PR: nv50 IB-mode DMA crash fixes

Monty Montgomery <xiphmont@xxxxxxxxx> · Sun, 3 Dec 2023 11:37:11 -0500

I didn't file an Issue as I understand the cause and have a successful
patch that I've been running here for several days.
gitlab.freedesktop.org is RO (ie, I can't fork/stage a PR there) so I
committed the absurdity of creating a PR on the public gitlab mirror
in order to have a URL to point to:

https://gitlab.com/freedesktop-mirror/drm/-/merge_requests/1

copypasting the commit message:

    nv50 IB-mode DMA crash fixes

    Address the following nv50 IB-mode dma code errors:

    1) nouveau_drm.h labels NV50_DMA_PUSH_MAX_LENGTH "Maximum push buffer
    size". Perhaps originally true(?), but nothing suggests, guards, or
    enforces the assumption, and it's not true in practice.  0x7fffff is
    not the maximum possible push buffer size submitted for IB-mode DMA
    transfers, nor is it the maximum legal DMA transfer size (it is three
    bytes too large according to our reverse-engineering docs).

    2) nouveau_gem_ioctl_pushbuf() still implicitly treats bit 23 of the
    pushbuffer buffer[].length field as NOUVEAU_GEM_PUSHBUF_NO_PREFETCH,
    despite previous commits moving the flag out of the length field for
    lower levels as this is an nv50-hardware-specific arrangement.  It
    also conflicts with point 1 above as pushbuffers can be equal to or
    greater than 1<<23 in practice.  (Does the ioctl code in question have
    reason to set or expose no_prefetch?)

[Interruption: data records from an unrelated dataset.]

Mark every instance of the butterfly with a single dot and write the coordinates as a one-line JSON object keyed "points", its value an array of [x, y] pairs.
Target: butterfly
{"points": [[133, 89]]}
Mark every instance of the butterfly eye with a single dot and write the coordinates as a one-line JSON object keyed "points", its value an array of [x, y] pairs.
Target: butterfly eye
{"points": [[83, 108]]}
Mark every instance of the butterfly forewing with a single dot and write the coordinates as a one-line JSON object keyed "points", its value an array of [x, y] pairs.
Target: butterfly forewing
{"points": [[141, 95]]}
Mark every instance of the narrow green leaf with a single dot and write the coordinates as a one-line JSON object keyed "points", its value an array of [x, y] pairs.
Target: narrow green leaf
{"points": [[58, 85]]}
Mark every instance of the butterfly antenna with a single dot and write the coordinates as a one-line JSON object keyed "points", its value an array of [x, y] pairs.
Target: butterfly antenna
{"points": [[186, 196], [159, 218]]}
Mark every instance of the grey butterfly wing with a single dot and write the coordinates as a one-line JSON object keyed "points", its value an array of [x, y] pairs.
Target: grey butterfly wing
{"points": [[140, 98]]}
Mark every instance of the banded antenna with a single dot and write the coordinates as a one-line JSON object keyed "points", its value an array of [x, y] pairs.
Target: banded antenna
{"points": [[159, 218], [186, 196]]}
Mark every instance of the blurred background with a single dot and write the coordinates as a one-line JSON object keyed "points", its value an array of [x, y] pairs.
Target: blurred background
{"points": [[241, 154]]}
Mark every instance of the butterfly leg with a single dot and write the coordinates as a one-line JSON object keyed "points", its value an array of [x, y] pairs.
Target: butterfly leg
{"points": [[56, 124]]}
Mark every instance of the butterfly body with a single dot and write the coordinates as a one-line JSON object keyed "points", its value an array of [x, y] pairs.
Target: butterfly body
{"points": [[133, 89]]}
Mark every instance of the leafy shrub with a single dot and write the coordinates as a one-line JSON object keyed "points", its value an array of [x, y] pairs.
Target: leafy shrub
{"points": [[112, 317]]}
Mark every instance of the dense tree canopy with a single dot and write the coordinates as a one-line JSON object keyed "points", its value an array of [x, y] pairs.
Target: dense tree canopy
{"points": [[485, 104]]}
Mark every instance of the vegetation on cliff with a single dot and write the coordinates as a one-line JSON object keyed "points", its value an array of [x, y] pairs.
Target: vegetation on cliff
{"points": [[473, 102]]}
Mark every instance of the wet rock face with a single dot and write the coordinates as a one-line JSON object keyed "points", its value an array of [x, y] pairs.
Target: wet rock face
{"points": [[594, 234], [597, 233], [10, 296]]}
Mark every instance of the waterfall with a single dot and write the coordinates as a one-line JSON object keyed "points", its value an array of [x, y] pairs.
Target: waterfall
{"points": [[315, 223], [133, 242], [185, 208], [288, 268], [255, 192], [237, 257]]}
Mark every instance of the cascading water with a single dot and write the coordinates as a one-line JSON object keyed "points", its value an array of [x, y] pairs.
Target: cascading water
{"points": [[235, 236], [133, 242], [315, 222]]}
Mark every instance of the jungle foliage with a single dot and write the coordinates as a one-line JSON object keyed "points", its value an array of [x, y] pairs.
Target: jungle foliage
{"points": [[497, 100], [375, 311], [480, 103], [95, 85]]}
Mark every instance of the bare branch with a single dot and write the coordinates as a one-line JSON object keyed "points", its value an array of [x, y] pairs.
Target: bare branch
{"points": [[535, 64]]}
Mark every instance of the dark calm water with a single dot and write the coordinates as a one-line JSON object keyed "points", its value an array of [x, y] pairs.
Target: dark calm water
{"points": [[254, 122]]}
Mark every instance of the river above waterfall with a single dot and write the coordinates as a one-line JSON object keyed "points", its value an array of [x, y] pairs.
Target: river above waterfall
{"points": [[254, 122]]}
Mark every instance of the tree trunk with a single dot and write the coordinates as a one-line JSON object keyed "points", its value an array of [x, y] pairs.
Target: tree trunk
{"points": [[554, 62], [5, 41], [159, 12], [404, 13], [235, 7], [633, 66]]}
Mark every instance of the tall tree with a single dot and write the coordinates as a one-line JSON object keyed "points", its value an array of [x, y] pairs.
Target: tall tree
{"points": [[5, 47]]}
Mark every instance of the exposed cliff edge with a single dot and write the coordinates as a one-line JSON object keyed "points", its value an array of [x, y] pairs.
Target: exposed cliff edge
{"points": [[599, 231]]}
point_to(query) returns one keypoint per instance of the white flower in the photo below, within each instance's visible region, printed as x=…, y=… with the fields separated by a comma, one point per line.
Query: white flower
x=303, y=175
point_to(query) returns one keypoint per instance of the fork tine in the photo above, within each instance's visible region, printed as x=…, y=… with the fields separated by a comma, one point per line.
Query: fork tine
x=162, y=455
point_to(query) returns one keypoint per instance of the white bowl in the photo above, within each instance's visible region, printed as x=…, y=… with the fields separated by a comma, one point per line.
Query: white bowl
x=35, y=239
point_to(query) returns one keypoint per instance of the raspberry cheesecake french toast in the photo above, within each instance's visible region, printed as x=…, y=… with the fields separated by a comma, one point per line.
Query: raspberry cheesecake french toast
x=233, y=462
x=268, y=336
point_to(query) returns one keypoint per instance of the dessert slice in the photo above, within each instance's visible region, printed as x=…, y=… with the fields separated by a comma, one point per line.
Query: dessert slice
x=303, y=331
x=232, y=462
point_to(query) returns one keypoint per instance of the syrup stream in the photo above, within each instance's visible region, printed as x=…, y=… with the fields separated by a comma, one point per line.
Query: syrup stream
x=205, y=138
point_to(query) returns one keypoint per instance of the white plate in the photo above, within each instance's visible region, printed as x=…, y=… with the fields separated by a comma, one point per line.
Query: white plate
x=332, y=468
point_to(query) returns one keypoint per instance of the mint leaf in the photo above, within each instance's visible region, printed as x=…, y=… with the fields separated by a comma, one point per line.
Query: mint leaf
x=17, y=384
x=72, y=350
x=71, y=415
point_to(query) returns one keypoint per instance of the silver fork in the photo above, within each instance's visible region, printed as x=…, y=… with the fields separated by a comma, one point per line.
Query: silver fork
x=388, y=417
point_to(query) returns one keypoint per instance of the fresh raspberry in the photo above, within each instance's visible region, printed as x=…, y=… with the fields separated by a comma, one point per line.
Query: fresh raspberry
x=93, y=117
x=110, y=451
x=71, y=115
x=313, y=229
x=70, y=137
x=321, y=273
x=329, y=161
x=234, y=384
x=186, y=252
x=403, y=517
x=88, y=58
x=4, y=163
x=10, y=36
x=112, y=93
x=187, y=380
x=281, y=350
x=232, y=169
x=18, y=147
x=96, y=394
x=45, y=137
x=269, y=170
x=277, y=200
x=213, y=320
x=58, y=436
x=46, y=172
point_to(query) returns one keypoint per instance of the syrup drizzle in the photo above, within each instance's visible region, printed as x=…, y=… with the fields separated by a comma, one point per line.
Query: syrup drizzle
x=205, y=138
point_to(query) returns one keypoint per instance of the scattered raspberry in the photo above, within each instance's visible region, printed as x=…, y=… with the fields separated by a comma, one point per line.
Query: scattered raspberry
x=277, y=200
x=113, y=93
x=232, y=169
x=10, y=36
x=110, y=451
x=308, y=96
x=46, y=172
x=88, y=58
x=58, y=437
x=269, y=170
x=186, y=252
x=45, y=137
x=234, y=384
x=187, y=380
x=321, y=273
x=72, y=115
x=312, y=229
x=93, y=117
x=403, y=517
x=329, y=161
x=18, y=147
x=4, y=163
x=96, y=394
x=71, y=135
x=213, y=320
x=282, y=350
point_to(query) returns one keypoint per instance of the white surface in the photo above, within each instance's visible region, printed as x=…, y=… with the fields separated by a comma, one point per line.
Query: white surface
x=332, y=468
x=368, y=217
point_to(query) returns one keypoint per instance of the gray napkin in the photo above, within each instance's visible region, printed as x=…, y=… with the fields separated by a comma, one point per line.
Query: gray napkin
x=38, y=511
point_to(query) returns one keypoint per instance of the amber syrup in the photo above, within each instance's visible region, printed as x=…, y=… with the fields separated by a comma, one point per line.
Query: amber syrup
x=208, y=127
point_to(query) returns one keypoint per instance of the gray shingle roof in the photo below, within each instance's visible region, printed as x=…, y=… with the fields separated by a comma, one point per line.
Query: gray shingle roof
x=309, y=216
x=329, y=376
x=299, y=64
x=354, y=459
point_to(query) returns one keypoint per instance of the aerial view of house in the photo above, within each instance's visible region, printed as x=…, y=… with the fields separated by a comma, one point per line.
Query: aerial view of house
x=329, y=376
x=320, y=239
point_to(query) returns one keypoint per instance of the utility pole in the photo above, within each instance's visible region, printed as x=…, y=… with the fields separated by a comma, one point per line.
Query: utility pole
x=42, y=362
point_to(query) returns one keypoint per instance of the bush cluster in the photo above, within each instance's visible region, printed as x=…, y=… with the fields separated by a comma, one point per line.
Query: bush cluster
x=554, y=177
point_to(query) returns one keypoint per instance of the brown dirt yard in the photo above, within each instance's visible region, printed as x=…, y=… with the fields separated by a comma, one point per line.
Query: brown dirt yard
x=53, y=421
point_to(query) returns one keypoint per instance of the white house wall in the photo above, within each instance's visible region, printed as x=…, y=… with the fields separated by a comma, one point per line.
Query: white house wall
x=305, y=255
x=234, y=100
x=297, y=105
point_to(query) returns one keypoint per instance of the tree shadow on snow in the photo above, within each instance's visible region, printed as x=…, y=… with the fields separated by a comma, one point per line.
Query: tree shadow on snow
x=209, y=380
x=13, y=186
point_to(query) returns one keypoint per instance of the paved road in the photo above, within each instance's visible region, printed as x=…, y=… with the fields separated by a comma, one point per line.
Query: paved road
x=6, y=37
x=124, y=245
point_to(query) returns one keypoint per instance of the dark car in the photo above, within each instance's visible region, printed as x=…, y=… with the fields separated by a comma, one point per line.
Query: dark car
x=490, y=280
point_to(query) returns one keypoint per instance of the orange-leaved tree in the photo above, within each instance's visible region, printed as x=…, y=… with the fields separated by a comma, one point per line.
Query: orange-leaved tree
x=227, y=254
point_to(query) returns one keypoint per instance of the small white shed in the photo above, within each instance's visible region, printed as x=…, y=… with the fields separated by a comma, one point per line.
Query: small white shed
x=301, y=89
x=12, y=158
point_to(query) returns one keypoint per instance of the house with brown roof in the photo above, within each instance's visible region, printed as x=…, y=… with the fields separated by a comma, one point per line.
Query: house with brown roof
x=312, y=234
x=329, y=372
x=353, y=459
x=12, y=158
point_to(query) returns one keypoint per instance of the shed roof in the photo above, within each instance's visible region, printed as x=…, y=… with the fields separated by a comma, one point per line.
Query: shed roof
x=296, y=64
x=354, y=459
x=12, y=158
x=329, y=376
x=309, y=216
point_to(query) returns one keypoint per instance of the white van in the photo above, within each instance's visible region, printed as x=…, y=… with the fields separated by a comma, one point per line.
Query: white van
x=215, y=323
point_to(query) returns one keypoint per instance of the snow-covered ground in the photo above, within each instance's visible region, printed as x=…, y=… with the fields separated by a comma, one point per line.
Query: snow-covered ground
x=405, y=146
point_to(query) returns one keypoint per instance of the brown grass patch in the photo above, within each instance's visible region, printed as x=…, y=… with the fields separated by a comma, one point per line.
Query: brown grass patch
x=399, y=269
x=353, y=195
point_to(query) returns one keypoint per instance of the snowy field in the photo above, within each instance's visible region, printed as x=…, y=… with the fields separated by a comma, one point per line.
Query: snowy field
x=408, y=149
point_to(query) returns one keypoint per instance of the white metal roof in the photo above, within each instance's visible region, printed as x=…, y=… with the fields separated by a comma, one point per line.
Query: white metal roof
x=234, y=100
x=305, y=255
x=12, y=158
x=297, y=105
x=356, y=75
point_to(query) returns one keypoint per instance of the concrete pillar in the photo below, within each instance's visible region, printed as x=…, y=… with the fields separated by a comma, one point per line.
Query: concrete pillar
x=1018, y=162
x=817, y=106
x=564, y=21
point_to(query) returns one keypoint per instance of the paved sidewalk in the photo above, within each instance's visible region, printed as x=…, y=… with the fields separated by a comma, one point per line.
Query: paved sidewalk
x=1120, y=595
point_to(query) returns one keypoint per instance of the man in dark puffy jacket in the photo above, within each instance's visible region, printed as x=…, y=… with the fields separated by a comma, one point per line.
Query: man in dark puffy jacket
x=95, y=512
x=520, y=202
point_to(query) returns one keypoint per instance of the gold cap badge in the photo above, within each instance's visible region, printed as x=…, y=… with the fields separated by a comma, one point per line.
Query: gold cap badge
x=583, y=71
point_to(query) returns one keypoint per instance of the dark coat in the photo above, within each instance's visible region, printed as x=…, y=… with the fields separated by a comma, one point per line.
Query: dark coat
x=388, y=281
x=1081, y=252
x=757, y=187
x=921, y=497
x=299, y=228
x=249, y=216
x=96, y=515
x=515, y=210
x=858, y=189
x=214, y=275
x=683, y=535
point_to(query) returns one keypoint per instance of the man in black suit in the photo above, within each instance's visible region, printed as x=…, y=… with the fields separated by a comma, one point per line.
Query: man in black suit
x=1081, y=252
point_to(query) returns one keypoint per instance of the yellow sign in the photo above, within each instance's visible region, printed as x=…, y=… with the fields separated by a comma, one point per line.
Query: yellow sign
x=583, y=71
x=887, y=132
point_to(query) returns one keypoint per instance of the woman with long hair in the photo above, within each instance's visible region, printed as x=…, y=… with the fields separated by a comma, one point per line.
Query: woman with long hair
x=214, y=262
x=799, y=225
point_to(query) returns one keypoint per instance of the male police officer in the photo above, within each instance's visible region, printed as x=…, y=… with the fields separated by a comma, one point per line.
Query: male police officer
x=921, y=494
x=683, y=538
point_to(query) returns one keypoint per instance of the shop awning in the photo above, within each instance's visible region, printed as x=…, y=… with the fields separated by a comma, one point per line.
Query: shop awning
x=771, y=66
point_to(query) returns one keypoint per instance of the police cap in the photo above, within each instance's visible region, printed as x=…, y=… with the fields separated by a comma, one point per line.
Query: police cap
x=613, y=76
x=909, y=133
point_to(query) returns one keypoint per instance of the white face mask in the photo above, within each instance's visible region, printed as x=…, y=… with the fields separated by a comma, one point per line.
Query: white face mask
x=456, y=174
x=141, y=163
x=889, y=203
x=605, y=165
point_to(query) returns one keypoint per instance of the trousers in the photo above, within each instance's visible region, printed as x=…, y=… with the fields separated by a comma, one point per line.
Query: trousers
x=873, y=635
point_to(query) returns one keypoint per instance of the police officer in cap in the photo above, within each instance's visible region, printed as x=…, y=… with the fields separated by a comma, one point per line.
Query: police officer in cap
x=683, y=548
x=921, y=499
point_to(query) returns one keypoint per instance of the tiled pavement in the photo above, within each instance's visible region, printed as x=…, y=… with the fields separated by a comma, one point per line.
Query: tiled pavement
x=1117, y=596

    3) Bits 0 and 1 of the length field are passed through and placed into
    the IB entry, but they don't signify length in the DMA request.  Bit 0
    is labeled an unknown flag, bit 1 specifies use of the non_main
    transfer counter.  DMA transfers can only be whole words, despite
    pushbuffers not being restricted to whole-word lengths.  So there are
    two ways this can bite: Setting flags we don't mean to set and not
    transferring trailing bytes in incomplete words.

    Changes:

    This PR makes the following changes toward the single logical change
    of 'Don't lock up Quadros when using CAD':

    1) NV50_DMA_PUSH_MAX_LENGTH is reduced from 0x7fffff to 0x7ffffc, the
    maximum value that can actually be encoded in a DMA request.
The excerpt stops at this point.